Corporate restructuring – Part 26A proceedings
A new corporate Restructuring Plan will be introduced similar to a scheme of arrangement but exclusively for companies experiencing “financial difficulty” and with the express aim of eliminating, reducing, preventing or mitigating the effect of any of the financial difficulties the company is experiencing. A detailed look at the Restructuring Plan process is beyond the scope of this note. Of note, however, is the fact that the procedure introduces the concept of “cross-class cram down”. Essentially this prevents dissenting classes of creditors or shareholders obstructing a restructuring plan which is otherwise in the company’s and creditors’ interests. Under the new process, the court can sanction a Restructuring Plan provided that the classes voting against the plan will be no worse off than they would be in the relevant alternative, requiring the court to consider what would most likely occur in relation to the company if the Restructuring Plan were not sanctioned. In addition, the court has absolute discretion whether or not to sanction a restructuring plan even where approval from all stakeholders has been obtained.

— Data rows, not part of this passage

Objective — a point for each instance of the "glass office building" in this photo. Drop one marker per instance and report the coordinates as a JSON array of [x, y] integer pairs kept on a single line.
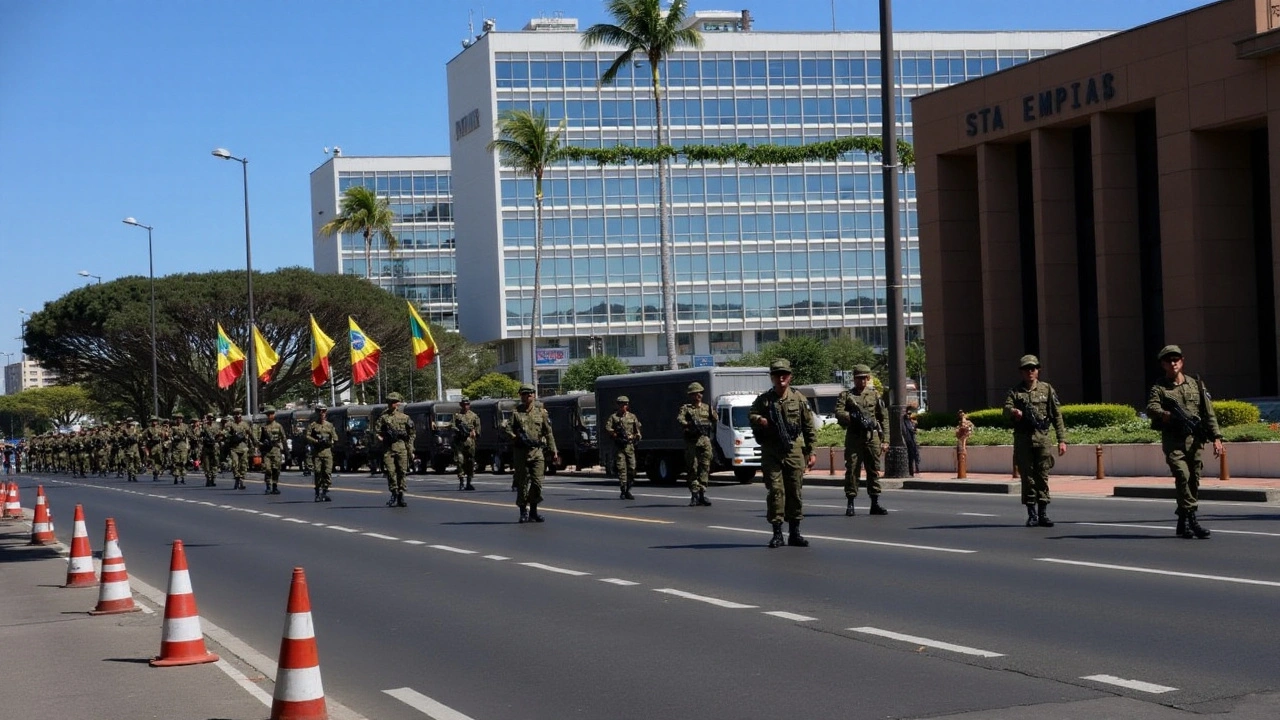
[[759, 253], [423, 267]]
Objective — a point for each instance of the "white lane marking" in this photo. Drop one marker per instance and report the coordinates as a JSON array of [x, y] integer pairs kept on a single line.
[[854, 541], [425, 705], [1153, 572], [926, 642], [1170, 528], [714, 601], [790, 616], [553, 569], [1132, 684]]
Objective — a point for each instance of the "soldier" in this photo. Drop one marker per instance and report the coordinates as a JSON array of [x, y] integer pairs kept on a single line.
[[396, 432], [1033, 408], [320, 437], [1180, 408], [237, 436], [530, 432], [699, 423], [784, 425], [179, 447], [466, 429], [270, 438], [862, 413], [624, 427]]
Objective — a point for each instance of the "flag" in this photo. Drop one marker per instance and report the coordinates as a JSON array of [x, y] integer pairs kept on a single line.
[[320, 347], [364, 354], [424, 345], [265, 358], [231, 360]]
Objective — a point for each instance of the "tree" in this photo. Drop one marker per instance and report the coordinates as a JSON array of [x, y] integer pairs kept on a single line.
[[641, 26], [528, 145], [581, 374], [362, 212]]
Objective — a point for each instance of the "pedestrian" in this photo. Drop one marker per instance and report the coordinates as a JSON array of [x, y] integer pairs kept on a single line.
[[396, 432], [699, 423], [860, 411], [784, 425], [530, 432], [466, 431], [320, 438], [625, 429], [1034, 409], [1180, 408], [270, 443]]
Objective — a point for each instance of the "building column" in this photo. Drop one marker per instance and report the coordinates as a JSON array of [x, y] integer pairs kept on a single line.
[[1115, 227]]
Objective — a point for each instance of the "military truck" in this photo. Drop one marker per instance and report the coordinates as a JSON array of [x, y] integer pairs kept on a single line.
[[656, 400]]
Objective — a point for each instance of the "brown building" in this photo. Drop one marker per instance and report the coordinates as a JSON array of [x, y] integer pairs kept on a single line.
[[1097, 204]]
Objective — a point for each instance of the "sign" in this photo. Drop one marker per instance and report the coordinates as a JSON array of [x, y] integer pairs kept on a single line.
[[551, 358]]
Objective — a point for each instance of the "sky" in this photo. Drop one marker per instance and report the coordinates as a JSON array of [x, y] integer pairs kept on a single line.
[[113, 109]]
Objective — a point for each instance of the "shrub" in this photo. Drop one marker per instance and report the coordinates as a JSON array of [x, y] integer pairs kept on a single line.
[[1235, 413]]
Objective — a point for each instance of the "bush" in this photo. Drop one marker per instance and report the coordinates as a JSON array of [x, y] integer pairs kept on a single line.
[[1235, 413]]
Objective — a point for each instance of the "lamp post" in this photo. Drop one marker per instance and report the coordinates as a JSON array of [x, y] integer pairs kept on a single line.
[[151, 273], [251, 381], [895, 460]]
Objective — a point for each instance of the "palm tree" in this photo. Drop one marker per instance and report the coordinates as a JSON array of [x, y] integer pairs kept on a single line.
[[364, 213], [528, 145], [643, 27]]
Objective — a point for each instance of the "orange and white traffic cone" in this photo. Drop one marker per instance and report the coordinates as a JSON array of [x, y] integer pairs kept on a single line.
[[181, 642], [80, 570], [42, 525], [298, 693], [114, 595]]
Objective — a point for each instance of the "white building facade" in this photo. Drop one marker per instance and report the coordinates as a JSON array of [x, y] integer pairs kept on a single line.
[[759, 253]]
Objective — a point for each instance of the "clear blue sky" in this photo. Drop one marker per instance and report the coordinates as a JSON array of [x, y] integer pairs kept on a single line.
[[112, 109]]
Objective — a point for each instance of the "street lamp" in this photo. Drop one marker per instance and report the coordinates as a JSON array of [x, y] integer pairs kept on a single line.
[[151, 273], [251, 396]]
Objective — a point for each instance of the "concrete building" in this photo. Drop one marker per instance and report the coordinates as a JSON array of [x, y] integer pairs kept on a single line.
[[759, 253], [1097, 204], [419, 191]]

From the pensions perspective, it should be noted that the new Restructuring Plan does not appear to be a qualifying insolvency event, meaning that a PPF assessment period would not be triggered when a plan is proposed or approved. Industry commentary suggests that it may be easier to get approval of a proposal if the supporter of a key creditor such as a pension scheme trustee is obtained. In addition, where a key stakeholder is not supportive of the proposal, the ability for the court to override the dissenting view, means that company rescues may be easier to approve resulting in the continued survival of companies which might not otherwise have survived.
Pensions Regulator activity
What is not clear is how the Moratorium and Restructuring Plan procedures link into potential regulatory activity by the Pensions Regulator. It may be that associated activity falls within the existing notifiable events regime but we have not at the date of publication seen any detail from the Pensions Regulator or from the Pension Protection Fund on their view of how the new provisions may impact on pension schemes.
Within the Moratorium process, the draft legislation defines the term “pre-moratorium debt” as any debt or other liability to which the company has become or may become subject during the Moratorium by reason of any obligation incurred before the Moratorium comes into force. As a result of the Supreme Pensions Regulator Activity judgment in the Nortel cases (which related to the classification of contribution notices and financial support directions in administration), this is likely to mean contribution notices and financial support directions issued during the Moratorium will be classed as pre-Moratorium debts and will be subject to a payment holiday while the Moratorium is in place.
Action for trustees and employers
Trustees need to ensure that they continue to keep close to scheme sponsors and monitor the continuing financial position. An open dialogue between employers and trustees should be maintained ensuring that the trustees take their seat at the table alongside other creditors. This should assist trustees in considering the appropriate steps to be taken to ensure that members’ interests are not prejudiced.